BANDUNG, KOMPAS.com - Siang belum genap membuka tirai cahaya ketika Dayeuhkolot kembali terjerembap dalam genangan.
Seakan alam menulis ulang kisah lama yang tak kunjung tamat, air merayap perlahan, menutupi halaman rumah, merayap ke ruas-ruas jalan, hingga akhirnya menyesaki denyut kehidupan warganya.
Di balik tembok-tembok yang mulai kusam, hidup warga di Kampung Leuwi Bandung, Desa Citeureup, Kecamatan Dayeuhkolot, Kabupaten Bandung, Jawa Barat, seperti ditahan dalam sebuah jeda panjang.

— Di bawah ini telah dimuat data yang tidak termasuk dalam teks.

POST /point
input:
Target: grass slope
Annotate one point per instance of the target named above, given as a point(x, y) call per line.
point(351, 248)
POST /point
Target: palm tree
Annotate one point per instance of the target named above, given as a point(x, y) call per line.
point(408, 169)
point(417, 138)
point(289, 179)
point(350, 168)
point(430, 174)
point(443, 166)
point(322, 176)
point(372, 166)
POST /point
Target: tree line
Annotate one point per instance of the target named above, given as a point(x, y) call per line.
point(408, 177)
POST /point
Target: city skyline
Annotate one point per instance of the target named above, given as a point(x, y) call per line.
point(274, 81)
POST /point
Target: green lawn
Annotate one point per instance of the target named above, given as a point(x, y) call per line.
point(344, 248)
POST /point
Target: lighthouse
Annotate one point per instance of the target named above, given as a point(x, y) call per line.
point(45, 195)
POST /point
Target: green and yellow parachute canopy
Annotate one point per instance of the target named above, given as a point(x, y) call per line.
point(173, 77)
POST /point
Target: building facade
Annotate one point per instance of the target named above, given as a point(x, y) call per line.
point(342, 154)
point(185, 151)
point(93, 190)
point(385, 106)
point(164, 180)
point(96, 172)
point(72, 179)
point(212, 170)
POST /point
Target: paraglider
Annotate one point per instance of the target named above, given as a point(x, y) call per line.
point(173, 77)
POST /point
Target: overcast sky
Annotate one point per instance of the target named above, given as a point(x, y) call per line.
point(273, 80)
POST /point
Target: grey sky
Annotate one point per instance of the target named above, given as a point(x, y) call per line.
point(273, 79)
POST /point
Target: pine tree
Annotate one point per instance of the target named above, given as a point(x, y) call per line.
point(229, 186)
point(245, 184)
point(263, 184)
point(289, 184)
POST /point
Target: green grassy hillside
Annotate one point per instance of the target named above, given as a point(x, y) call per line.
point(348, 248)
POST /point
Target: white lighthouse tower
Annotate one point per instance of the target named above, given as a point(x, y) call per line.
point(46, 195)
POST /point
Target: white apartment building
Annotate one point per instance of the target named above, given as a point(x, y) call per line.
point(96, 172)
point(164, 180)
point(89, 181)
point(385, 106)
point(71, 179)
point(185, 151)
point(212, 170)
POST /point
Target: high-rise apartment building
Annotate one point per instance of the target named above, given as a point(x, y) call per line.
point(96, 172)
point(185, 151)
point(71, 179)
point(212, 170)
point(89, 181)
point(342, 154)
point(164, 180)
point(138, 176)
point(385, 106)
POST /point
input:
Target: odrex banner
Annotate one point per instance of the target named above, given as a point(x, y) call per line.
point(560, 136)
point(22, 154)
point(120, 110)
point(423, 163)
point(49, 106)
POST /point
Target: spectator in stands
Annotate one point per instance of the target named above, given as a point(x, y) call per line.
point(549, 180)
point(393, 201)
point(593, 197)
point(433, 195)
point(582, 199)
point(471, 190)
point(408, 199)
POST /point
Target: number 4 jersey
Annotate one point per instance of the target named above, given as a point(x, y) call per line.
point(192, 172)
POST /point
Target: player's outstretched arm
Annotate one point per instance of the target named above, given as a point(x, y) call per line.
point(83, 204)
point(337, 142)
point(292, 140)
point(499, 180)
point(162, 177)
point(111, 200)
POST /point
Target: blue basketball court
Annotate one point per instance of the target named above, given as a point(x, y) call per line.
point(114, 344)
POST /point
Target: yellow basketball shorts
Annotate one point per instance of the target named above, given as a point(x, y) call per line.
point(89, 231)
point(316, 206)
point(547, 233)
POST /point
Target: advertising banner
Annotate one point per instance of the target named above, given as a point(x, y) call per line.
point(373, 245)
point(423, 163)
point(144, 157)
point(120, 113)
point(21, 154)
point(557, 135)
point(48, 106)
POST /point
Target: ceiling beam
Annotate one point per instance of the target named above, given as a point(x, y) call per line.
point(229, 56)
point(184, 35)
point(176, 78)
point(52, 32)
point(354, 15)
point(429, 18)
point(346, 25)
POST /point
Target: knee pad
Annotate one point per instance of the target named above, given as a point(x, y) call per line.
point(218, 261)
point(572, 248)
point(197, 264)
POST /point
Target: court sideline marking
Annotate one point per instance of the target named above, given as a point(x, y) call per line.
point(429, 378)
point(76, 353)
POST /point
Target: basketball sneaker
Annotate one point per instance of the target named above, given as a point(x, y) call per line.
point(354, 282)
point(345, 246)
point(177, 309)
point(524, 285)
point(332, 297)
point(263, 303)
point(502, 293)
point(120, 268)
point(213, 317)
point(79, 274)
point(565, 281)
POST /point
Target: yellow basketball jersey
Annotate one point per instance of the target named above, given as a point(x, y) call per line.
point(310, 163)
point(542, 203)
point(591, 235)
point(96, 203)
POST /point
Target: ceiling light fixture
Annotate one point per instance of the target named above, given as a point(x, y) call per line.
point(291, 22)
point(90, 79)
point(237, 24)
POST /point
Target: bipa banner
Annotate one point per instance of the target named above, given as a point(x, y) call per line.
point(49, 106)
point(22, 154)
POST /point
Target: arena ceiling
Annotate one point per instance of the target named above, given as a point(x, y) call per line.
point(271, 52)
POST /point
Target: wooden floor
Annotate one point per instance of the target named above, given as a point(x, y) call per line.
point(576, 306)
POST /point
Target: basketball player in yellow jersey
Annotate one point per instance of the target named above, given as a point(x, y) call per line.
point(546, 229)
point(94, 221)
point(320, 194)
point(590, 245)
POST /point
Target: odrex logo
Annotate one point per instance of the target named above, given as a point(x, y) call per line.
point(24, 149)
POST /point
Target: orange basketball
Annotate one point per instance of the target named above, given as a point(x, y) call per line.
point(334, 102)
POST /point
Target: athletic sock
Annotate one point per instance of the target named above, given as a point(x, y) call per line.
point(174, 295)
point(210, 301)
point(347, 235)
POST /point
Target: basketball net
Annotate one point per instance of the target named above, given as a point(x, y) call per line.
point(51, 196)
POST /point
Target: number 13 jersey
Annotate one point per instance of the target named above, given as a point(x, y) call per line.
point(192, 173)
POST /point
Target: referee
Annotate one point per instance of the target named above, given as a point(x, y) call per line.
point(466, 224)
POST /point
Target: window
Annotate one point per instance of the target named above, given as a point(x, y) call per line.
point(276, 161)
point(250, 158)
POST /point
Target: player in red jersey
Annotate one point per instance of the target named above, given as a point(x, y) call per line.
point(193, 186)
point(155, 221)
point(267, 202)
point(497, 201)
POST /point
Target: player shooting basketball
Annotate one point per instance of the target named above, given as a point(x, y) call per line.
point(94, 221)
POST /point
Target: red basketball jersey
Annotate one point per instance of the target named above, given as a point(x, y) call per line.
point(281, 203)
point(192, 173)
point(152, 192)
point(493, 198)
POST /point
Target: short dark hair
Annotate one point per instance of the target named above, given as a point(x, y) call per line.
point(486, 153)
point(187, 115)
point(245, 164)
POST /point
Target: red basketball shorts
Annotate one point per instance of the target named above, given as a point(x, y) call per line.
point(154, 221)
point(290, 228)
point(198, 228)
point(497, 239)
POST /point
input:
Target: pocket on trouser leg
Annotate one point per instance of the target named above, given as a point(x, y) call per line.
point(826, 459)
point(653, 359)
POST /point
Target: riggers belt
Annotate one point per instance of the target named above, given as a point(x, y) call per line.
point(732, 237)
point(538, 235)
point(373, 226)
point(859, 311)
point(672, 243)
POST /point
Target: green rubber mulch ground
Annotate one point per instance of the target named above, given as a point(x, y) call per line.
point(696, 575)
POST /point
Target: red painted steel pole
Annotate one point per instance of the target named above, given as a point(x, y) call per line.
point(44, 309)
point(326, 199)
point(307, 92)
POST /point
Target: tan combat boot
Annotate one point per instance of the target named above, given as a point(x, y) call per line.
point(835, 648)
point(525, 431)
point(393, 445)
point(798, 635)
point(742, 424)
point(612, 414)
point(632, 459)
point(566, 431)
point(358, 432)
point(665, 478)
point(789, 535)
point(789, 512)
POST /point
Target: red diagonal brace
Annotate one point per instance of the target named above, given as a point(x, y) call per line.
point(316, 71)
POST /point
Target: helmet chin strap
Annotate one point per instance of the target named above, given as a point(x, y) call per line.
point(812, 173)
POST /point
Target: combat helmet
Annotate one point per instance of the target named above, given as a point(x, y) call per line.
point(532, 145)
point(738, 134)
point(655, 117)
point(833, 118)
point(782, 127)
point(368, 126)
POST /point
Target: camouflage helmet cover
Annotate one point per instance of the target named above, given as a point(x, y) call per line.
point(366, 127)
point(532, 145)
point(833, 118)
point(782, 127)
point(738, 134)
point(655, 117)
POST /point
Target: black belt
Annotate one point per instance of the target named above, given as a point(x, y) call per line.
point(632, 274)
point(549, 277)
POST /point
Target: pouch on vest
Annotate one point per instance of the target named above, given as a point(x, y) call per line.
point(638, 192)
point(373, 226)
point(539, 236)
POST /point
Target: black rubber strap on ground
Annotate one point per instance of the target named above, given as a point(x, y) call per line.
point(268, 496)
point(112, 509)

Mereka bangun bukan untuk menyambut hari, melainkan untuk memastikan apakah malam telah membawa air lebih tinggi dari kemarin.
Seperti yang dirasakan Robert Sirait (55), warga Kampung Leuwi Bandung, RT 07 RW 01, Desa Citeureup, Kecamatan Dayeuhkolot, seorang Ayah yang telah empat kali berhadapan dengan banjir hanya dalam rentang dua bulan.
Baca juga: Banjir Terjang Dayeuhkolot Bandung, Air Capai 1,5 Meter dan Lumpuhkan Aktivitas Warga
"Hidup kami ini seperti perahu bocor, banjirnya datang terus kalau musim hujan," ujarnya lirih, ditemui Jumat (5/12/2025).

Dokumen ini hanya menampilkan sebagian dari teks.